One book I read (The Unexpected Legacy of Divorce, Wallerstein, Lewis, and Blakeslee; Hyperion, 2000), suggested that children of divorce were more concerned about not repeating the same mistake, but I didn't read how successful these kids were in realizing their concerns. I think you can put me down as a statistic against, but I'm not a kid in the study. I never get the cool gigs; I always have to make them up. I'm a liar.


MyUnwife is the product of divorce. Her parents didn't bother to do it until the kids were grown up. Instead MyUnwife got to see all the bitter bickering that comes if you stay and fight things out. Screw it, I blame her parents. No I don't; Her dad's a big guy.
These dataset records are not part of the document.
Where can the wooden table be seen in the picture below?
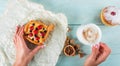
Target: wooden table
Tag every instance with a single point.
(81, 12)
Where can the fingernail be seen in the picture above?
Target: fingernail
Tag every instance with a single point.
(43, 46)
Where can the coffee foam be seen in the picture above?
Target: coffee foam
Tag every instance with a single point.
(110, 18)
(92, 39)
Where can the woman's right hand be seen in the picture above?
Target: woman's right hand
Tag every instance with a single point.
(99, 54)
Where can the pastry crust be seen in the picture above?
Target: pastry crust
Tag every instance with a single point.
(37, 32)
(104, 21)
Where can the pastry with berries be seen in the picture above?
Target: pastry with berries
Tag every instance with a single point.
(110, 16)
(37, 32)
Her dad could beat my dad. Sorry dad, you get the mantle again. It's my turn to protect you.


When I went to my grandfather's funeral, my dad and I were the only divorced people there. I have 2 aunts, 2 uncles, 2 cousins, and one sister, enough relatives to toss on an ark and call a menagerie. Or, enough to make a statistic: all married, none divorced. All the aunts and uncles outlasted my marriage, and one cousin only needs to stick it out another year. I'm special, in that divorce-short-bus kinda way. Oh, but according to the statistics, I'm more likely to not want a divorce. Huh. I don't see that "not wanting" doing me a whole lot of good here. What's that thing Dad said about wishing in one hand..?


I'm a liar. I could make up a whole story about my perfect marriage. The princess who found a toad and thought his warts were cute. I could rush in, slay the toad, and live happily ever after with the princess. He was a big toad, so we'd have frog legs for life. Hunter gatherer, keeper. That's me.


Oh, and Liar, but I prefer to be called "dreamer." I'm special, and it figures.